Book Review: Death and Mr. Pickwick
Death and Mr. Pickwickby Stephen JarvisFarrar, Straus and Giroux, 2015As if turning in an 800-page novel for a debut weren't an outrageous enough thing, Stephen Jarvis has further outraged the sensibilities of the Twitter era by making that debut novel a Dickensian pastiche. The result is Death and Mr. Pickwick, an enormous, fustian, brooding, playful take on Charles Dickens' own debut novel, the 1836 bestseller popularly known as The Pickwick Papers. And readers familiar with the genesis of that merriest of Dickens books will know at once the twist in the tale Jarvis so elaborately tells here: young Dickens, writing under the pen name 'Boz,' took over the penning of the monthly “Pickwick” installments and transformed them into a runaway bestseller shortly after the original illustrator of the series, Robert Seymour, killed himself. The backstairs scandal attached to the book, a scandal against which Dickens expended a great deal of effort throughout his life, was that Robert Seymour actually created the raw materials of Pickwick.Death and Mr. Pickwick's opening stroke of genius is to make Robert Seymour the narrative focus of the book. Jarvis portrays him as a kind of natural genius, an illustrator who captures the inner essence of everything he sketches – although the capturing isn't easy, as is underscored in an early scene where Seymour shows his work to a young friend:
Seymour took out his sketchbook and embarked on a rapid drawing of the angler. 'You know, Wonk,' said Seymour as he added details, 'an angler seeks three things. To catch many fish, to catch large fish, and to catch difficult fish. The bungling angler has these ambitions too – except that he will catch no fish at all – or if he does catch a fish it will be a very small one – and if he should land a difficult fish he will sustain personal injury and be arrested for trespass. Here.' In the drawing, the angler had sat so long in the same position that a spider had woven a web between his person and his rod. 'I might call this “A Study in Patience”.' He very deliberately made the flourish with his hands.'You draw so effortlessly, Robert,' said Wonk.'No, it is not effortless!' The sudden anger made Wonk start.'I meant to say,' said Wonk, 'that you draw so quickly. You could sell pictures like these. Perhaps you could even get the etched and printed, and sell lots of copies.'
That quick shift from art to commerce is the heart of the book. With lavish, garrulous detail, Jarvis takes his readers into the seamy underworld of early 19th century London, filling his story with dozens of vivid, very Dickensian characters and fleshing everything out with frequent wonderful set-piece location descriptions:
It was an afternoon in Whitechapel two summers on, and there was hope, commerce and energy. Carts pulled by man, dog and horse, all laden with goods from the wharves, gave a businesslike buzz, while local breweries and sugar refineries scented the air. The sound of hammering and sawing emerged from numerous small workshops. There were fine public houses too, whose large doors welcomed in the customers, as did all their decorations, which caught the sun – the etched glass, the chandeliers, the mirrors, the smiling landlords on the doorsteps. Tanned faces of rivermen sitting by beers gave the impression of happy souls who had just finished their working day. Few on the streets of Whitechapel manifested imminent despair.

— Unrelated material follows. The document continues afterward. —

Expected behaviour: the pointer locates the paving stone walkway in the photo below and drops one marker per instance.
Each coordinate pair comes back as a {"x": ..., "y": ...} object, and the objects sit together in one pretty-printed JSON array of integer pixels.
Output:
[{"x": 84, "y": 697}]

But the whole of this shambling, sprawling story continues to come back to that simple line “you could sell pictures like these.” In portrait after portrait of publishers, book agents, printers, and booksellers, Jarvis shows us the broiling underworld from which so many of our canonical classics were compromised into being. When the great illusrating Cruikshank brothers Robert and George, and the “sporting journalist” Pierce Egan pause to wonder about the commercial potential of something like Pickwick – and where that potential comes from:
'Do you think this would sell?' said Robert.'I think it would. People would like to see all sides of life in London. What if they could see the city in the safety of their own homes? No pickpockets, no violence, no dirt. So yes, they would buy.''The whole of London?' said George.'A one-mile radius of Piccadilly forms a complete cyclopedia of the world,' said Egan. 'The world that matters, at least. Life, gentlemen, life. People want to see it.'
Jarvis has overloaded his novel in a way that was common in the age of Dickens; characters and plots and sub-plots and red herrings abound in every section and place demands on the reader's attention and retention that's of a piece with Eleanor Catton's The Luminaries or Lauren Owen's The Quick. It's every bit as satisfying as those earlier pastiches, although a pleasant word of warning: read The Pickwick Papers first.